BabyGPT is a Python project that implements a simple Transformer model (~17M parameters) from the ground up using TensorFlow and is based on the "Attention is All You Need" paper.
This project demonstrates how a Transformer can be constructed to learn and generate text based on a given input corpus, mimicking the style of the provided dataset.
- Full implementation of the Transformer architecture from scratch.
- Capable of text generation by learning from a custom text file.
- Easy to train using TensorFlow.
- Well-structured codebase to facilitate understanding of the Transformer architecture.
The Transformer model adheres to the architecture outlined in the paper, customizing it for the text generation, which includes:
- Token Embedding
- Positional Encoding
- Multi-Head Self-Attention Mechanism
- Decoder Stack
The model can be trained on a text input file, learning to generate coherent text based on the patterns and structure observed in the data.

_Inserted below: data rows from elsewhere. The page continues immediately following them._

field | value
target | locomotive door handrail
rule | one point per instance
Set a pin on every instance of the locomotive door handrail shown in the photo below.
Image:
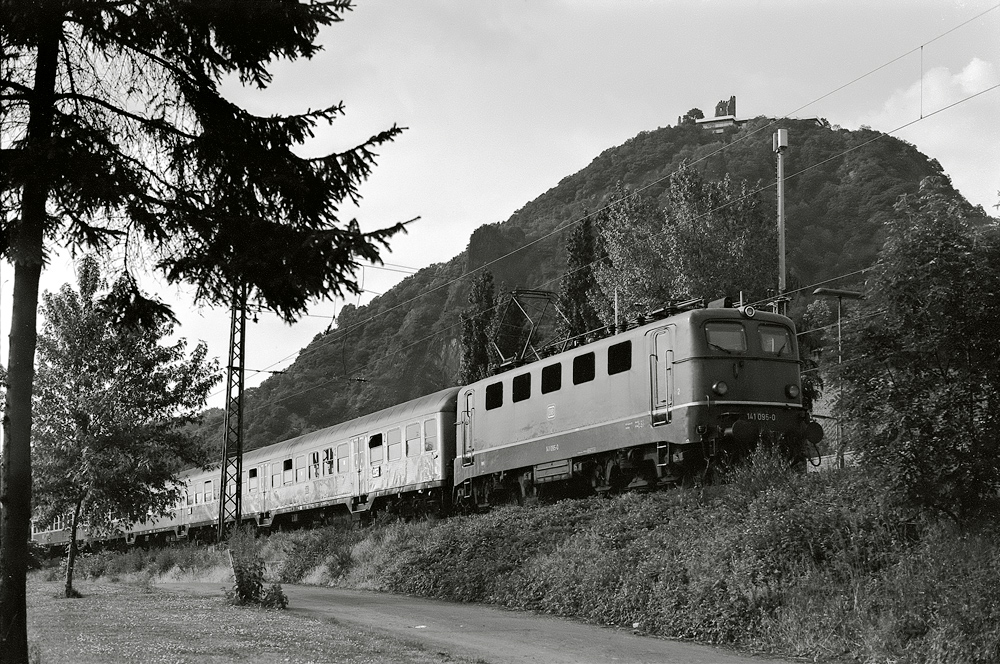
(661, 360)
(465, 427)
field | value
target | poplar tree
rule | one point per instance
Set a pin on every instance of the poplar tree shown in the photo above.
(109, 401)
(116, 136)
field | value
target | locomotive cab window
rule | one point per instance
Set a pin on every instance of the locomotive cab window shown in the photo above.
(551, 378)
(619, 358)
(494, 396)
(775, 340)
(583, 368)
(375, 449)
(520, 388)
(726, 337)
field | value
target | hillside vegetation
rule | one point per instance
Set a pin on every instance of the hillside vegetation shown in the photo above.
(841, 186)
(821, 566)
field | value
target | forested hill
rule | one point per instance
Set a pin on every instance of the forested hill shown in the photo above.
(840, 189)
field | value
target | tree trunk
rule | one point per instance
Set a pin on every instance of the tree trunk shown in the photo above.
(26, 237)
(71, 551)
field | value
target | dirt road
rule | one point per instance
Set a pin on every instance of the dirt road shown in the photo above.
(487, 634)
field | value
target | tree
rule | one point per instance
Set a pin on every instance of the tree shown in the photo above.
(108, 403)
(921, 374)
(712, 239)
(478, 322)
(577, 288)
(630, 229)
(117, 137)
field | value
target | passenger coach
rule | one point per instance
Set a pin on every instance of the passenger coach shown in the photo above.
(653, 405)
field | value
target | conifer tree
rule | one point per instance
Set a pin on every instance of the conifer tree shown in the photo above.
(117, 136)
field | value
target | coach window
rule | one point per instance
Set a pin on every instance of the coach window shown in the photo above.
(583, 368)
(494, 396)
(430, 435)
(342, 466)
(394, 443)
(375, 449)
(520, 388)
(551, 378)
(413, 439)
(726, 337)
(619, 358)
(775, 340)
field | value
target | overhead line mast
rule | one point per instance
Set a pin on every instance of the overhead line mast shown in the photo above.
(230, 490)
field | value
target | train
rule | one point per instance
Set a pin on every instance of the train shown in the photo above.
(666, 401)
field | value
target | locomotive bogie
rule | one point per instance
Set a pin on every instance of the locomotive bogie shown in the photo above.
(652, 406)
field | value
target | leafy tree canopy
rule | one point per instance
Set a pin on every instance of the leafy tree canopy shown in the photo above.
(108, 403)
(117, 136)
(922, 367)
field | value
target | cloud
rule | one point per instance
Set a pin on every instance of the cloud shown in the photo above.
(954, 121)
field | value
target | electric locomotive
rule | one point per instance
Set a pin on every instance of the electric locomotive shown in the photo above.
(660, 404)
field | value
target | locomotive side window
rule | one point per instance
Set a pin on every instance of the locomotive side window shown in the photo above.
(551, 378)
(413, 439)
(619, 358)
(494, 396)
(775, 340)
(520, 388)
(342, 465)
(375, 449)
(583, 368)
(726, 337)
(394, 442)
(430, 435)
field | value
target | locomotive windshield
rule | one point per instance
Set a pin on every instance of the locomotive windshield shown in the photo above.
(728, 337)
(775, 340)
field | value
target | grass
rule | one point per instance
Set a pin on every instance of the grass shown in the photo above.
(824, 566)
(125, 622)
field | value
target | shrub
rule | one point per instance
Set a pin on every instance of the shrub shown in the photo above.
(248, 573)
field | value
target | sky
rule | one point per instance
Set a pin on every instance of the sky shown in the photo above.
(503, 98)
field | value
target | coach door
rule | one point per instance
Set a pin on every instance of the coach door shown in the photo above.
(465, 427)
(361, 468)
(661, 375)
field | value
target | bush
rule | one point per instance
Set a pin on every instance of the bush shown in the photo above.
(248, 573)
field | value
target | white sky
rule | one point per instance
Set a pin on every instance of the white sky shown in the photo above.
(503, 98)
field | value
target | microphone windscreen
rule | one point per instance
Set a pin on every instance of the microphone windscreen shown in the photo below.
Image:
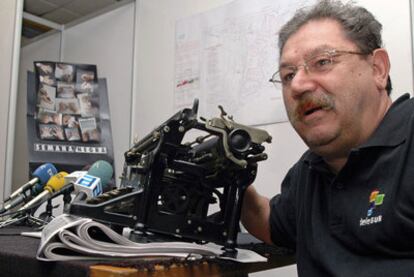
(44, 172)
(103, 170)
(56, 182)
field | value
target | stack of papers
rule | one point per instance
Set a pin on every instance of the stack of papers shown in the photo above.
(72, 238)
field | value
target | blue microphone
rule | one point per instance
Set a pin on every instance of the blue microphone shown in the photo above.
(95, 181)
(40, 176)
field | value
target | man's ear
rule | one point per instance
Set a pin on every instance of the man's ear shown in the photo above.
(381, 67)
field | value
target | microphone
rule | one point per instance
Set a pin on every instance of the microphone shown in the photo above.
(95, 181)
(41, 175)
(55, 183)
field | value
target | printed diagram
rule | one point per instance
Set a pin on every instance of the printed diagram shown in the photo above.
(228, 60)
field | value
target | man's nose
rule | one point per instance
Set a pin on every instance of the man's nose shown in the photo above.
(302, 82)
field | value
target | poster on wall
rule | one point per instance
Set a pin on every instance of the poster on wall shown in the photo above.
(68, 119)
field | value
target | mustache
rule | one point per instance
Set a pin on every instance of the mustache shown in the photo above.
(310, 102)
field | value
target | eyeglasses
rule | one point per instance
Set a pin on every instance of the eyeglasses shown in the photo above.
(320, 63)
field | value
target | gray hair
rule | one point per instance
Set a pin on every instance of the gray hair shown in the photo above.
(360, 26)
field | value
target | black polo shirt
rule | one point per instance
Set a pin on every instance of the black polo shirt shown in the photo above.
(359, 222)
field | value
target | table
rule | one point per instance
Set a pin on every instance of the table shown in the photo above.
(18, 258)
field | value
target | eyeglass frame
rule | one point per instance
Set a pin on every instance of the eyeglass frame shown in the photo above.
(275, 79)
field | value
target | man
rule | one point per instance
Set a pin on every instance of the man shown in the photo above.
(347, 206)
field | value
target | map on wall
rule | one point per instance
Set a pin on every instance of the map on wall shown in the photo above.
(226, 57)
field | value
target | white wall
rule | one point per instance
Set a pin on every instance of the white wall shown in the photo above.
(45, 49)
(10, 28)
(106, 41)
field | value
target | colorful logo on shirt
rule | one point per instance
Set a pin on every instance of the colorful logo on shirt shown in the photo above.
(375, 199)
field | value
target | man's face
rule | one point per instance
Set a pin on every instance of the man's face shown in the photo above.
(329, 110)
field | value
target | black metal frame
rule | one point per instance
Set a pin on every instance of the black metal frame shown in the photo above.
(169, 188)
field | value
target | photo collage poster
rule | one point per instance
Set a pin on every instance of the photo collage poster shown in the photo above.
(67, 102)
(68, 119)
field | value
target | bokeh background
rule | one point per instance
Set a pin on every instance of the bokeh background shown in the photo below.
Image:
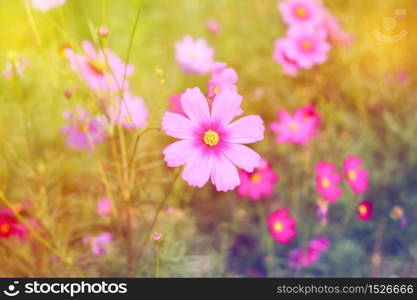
(365, 94)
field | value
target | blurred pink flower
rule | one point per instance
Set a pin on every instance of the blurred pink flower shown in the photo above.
(128, 111)
(15, 65)
(322, 211)
(104, 207)
(365, 210)
(327, 180)
(213, 26)
(98, 243)
(282, 55)
(101, 71)
(210, 145)
(79, 124)
(222, 78)
(307, 46)
(175, 104)
(335, 31)
(45, 5)
(357, 178)
(10, 225)
(301, 12)
(303, 257)
(194, 56)
(282, 226)
(258, 183)
(298, 128)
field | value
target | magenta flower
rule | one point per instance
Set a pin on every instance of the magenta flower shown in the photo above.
(175, 104)
(210, 145)
(282, 226)
(45, 5)
(258, 183)
(101, 71)
(298, 128)
(365, 210)
(194, 56)
(327, 180)
(307, 46)
(322, 211)
(129, 111)
(83, 132)
(98, 243)
(301, 12)
(303, 257)
(104, 207)
(283, 56)
(357, 178)
(10, 225)
(213, 26)
(222, 78)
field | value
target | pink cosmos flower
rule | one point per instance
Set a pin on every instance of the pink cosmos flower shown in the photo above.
(282, 55)
(83, 132)
(357, 178)
(258, 183)
(175, 104)
(129, 111)
(282, 226)
(335, 31)
(10, 225)
(45, 5)
(15, 66)
(104, 207)
(322, 211)
(194, 56)
(301, 12)
(327, 180)
(99, 73)
(210, 145)
(98, 243)
(213, 26)
(307, 46)
(303, 257)
(298, 128)
(222, 78)
(365, 210)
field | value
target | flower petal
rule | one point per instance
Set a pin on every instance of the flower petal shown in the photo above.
(224, 174)
(226, 105)
(246, 130)
(198, 168)
(195, 105)
(177, 154)
(178, 126)
(242, 156)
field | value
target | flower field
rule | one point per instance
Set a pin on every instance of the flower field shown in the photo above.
(225, 138)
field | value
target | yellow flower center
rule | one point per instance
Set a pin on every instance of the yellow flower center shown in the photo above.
(211, 138)
(300, 12)
(97, 66)
(307, 45)
(325, 182)
(128, 119)
(256, 177)
(352, 175)
(278, 226)
(293, 126)
(4, 228)
(362, 209)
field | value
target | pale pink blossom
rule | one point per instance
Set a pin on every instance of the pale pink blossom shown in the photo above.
(211, 145)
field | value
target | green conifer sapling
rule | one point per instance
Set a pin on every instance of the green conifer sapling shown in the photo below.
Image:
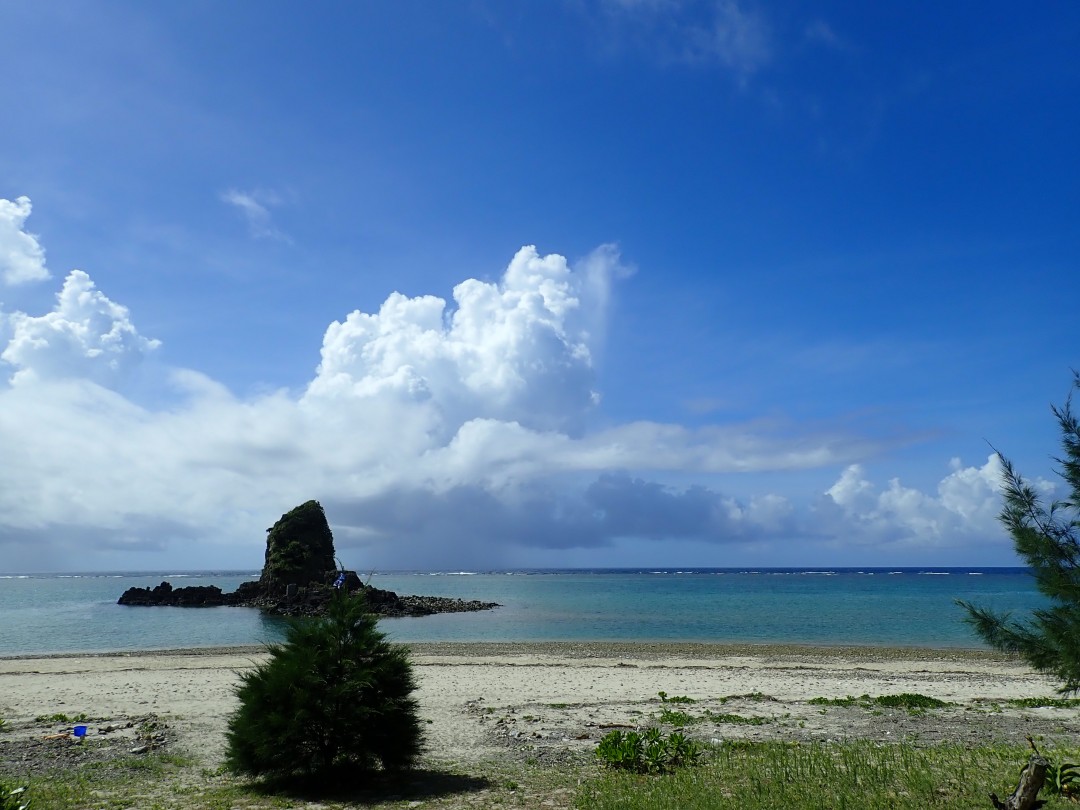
(334, 699)
(1048, 538)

To set up the project, follow these steps:
-
Clone the repository:
git clone https://github.com/pietrovitagliano/BabyGPT.git
-
Install the dependencies:
pip install -r requirements.txt
-
Train the model: Run the
model_trainer.py
script to train and save the model. This script is designed to load an existing model if available, allowing for continued training across multiple sessions without losing previous progress. -
Text Generation: Use the
text_generator.py
script to load the trained model and use it. Simply provide a starting phrase and the model will generate text in the learned style.
This project is licensed under the MIT License. See the LICENSE file for more details.